Gulf scholar Rohan Advani notes that Gulf institutions account for most of the financial sector investment in countries like Algeria, Egypt, Jordan, Iraq, Tunisia, Libya, Syria, and Yemen.
‘In Lebanon, just over 50 percent of the country’s bank assets are held by GCC-related banks, in Palestine this figure is 63 percent, and in Jordan it is as high as 86 percent’, Mr Advani wrote in a review of political economist Adam Hanieh’s study of Gulf finance: Money, Markets, and Monarchies.
Mr Hanieh argues that the bulk of the debt payments are to financial establishments whose major shareholders include Gulf institutions in a process in which ‘the Arab state […] increasingly mediates the transfer of national wealth to large Gulf-related banks’.
Mr Advani also warns that:
“[I]ndebted governments are compelled to intensify a politics of austerity, further trapping these societies in cycles of debt. Investments in social programs or infrastructural developments are often stalled. Popular movements are unable to realize their demands at the state level due to the requirements of foreign creditors and domestic capitalists. The ensuing scenario is one where alternative politics are asphyxiated and increasingly circumscribed by an atrophied status quo.”
That may well be the purpose of the exercise with economic diversification efforts in the Gulf being driven increasingly by the need of autocracies to upgrade their autocratic style and create opportunity for a restive youth in a bid to ensure regime survival rather than by the acknowledgement of a government’s responsibility to serve the people.
The result is a flawed approach to all aspects of reform.
In Saudi Arabia, Crown Prince Mohammed bin Salman’s Vision 2030 economic and social reform plan that calls for greater private sector involvement has turned into a top-down effort that emphasises state control with the government’s Public Investment Fund (PIF) as the key player.
A combination of depressed oil prices and the recent replacement of energy minister Khalid al-Falih as chairman of the board of Aramco by PIF head Yasir al-Rumayyan, a close associate of Prince Mohammed, raises questions about the state oil company’s positioning following a much-touted initial public offering.
Ellen Wald, an energy analyst and Aramco historian, noted that at PIF, Mr Al-Rumayyan had overseen investments more geared towards speculative gains than the sustainable growth of Saudi wealth. Ms Wald claims that this raises questions as to whether Mr Al-Rumayyan’s objective with Aramco is to serve the company’s long-term interests or the interests of the PIF.
Earlier this year, Aramco bought a 70 percent stake in petrochemicals maker Saudi Basic Industries Corp for US$69 billion in an effort to raise funds for PIF and delay the Aramco IPO that had originally been scheduled for 2018. Aramco’s recent IPO is the largest in history and is expected to boost the oil company’s downstream growth plans.

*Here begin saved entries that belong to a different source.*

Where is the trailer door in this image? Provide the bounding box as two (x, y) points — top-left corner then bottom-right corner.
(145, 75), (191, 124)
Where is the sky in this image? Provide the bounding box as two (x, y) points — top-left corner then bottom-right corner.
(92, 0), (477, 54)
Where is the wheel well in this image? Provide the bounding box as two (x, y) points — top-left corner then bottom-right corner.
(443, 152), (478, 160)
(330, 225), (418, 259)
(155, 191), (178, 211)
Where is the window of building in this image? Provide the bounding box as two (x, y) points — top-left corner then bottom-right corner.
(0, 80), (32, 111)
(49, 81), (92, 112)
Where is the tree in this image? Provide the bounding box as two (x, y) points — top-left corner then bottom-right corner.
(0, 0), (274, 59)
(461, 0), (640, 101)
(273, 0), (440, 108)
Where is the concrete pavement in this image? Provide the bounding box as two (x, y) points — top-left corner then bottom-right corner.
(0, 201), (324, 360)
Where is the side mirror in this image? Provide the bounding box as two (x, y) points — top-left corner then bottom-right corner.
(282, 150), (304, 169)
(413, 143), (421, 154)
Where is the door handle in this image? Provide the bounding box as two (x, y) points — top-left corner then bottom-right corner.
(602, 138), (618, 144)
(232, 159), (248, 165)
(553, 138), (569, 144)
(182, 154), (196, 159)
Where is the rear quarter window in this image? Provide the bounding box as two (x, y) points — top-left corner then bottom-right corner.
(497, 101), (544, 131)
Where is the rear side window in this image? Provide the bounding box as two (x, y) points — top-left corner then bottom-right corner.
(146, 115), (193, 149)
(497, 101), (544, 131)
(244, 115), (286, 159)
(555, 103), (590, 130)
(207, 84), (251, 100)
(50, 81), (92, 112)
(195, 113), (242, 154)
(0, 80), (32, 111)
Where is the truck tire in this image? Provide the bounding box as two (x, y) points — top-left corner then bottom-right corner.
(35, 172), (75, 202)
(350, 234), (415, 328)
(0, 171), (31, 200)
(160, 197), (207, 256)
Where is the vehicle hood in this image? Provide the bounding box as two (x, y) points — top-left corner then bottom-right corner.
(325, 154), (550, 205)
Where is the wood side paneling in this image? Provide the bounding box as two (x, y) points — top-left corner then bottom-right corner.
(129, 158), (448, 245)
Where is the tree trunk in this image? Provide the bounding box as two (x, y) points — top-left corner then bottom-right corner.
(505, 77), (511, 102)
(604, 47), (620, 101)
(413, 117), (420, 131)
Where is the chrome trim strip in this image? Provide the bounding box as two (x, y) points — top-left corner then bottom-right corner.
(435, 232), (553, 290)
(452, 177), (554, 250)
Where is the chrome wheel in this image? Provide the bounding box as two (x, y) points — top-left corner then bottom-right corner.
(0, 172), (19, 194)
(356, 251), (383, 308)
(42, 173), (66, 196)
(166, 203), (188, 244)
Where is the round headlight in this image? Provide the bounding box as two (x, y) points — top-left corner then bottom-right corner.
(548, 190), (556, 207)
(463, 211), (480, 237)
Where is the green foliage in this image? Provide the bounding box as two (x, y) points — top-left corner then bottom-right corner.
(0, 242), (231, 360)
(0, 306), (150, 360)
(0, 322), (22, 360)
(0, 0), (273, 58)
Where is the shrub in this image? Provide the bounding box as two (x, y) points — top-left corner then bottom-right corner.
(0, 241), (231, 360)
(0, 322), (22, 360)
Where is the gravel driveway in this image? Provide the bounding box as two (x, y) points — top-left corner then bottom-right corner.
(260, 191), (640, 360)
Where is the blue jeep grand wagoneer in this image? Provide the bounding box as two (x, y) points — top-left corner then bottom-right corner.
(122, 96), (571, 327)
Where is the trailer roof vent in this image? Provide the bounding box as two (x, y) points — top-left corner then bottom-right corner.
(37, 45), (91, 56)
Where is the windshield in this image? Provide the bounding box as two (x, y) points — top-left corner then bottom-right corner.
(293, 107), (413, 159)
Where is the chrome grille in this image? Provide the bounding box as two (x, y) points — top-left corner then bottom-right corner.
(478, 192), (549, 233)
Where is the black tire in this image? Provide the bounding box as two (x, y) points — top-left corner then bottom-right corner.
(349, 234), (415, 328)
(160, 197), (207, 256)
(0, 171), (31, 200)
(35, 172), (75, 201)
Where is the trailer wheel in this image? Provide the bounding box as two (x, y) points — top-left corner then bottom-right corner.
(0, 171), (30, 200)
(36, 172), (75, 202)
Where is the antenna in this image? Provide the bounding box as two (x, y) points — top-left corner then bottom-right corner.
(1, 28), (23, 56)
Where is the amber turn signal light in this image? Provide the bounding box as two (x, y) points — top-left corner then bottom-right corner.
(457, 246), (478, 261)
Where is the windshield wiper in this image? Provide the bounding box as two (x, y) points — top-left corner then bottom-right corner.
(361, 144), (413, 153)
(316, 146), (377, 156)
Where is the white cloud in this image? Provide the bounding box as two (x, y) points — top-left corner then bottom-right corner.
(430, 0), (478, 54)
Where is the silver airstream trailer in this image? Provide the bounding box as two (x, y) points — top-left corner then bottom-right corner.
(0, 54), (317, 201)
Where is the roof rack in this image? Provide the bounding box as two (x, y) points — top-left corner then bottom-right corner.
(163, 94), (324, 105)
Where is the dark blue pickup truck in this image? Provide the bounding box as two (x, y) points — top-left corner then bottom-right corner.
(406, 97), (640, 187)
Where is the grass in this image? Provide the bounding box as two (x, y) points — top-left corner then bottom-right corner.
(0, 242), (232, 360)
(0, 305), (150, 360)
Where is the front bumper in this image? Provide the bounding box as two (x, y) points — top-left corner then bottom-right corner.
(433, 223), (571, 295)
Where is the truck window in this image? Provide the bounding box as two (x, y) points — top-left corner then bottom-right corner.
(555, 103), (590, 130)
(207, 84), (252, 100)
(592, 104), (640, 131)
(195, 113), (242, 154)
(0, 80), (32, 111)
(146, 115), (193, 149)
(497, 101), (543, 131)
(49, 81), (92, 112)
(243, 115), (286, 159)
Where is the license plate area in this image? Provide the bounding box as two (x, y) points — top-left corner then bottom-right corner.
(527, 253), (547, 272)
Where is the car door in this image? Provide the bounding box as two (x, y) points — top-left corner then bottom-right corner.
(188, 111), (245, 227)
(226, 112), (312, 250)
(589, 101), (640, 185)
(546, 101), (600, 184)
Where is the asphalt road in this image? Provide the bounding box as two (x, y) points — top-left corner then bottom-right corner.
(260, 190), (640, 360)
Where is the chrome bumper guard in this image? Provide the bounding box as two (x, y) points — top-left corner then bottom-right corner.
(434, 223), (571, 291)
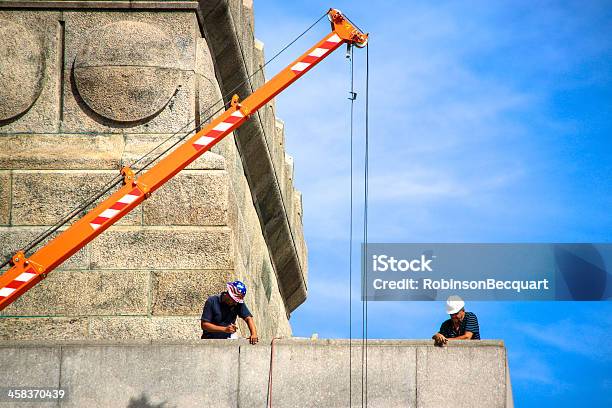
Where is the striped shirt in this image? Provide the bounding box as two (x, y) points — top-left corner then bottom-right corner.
(439, 311), (480, 339)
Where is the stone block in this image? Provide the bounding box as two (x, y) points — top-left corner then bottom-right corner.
(151, 269), (232, 315)
(0, 134), (124, 170)
(60, 11), (198, 132)
(283, 155), (294, 222)
(416, 344), (506, 407)
(90, 226), (232, 270)
(239, 339), (417, 407)
(121, 133), (226, 170)
(62, 68), (196, 134)
(0, 270), (149, 316)
(63, 11), (197, 73)
(143, 170), (229, 226)
(11, 170), (141, 226)
(0, 317), (88, 340)
(0, 171), (9, 225)
(59, 342), (239, 407)
(0, 226), (88, 270)
(197, 73), (225, 124)
(0, 10), (60, 133)
(88, 316), (201, 340)
(240, 0), (255, 79)
(0, 345), (61, 394)
(195, 37), (216, 81)
(253, 39), (266, 89)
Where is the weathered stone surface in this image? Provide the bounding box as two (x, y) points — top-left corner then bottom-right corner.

By the same token, UNICEF still warns that poverty, violent conflict, restrictive social norms, patriarchy, rights violations and lack of safe spaces for expression and recreation were limiting opportunities as well as civic adolescent and youth engagement.
Gulf emphasis on geopolitical dominance, regime survival and return on financial investment produces short term solutions that often exacerbate conflict, produce little trickle-down effect and few prospects for long-term stability. According to the UNICEF report:
“As a result, adolescents and youth in MENA (the Middle East and North Africa) feel disillusioned, with girls and young women, refugees, those with disabilities and the poor being particularly marginalised and underrepresented”.
Youth unemployment in the region is currently the highest in the world, and education systems are failing to prepare future generations for the workplace, the report warns.
Gulf wealth glitters, but if the UNICEF report is anything to go by, it has yet to demonstrate that it can produce the gold of a development that is sustainable and benefits not only all segments of Gulf societies, but also of societies across the region that have become dependent on it.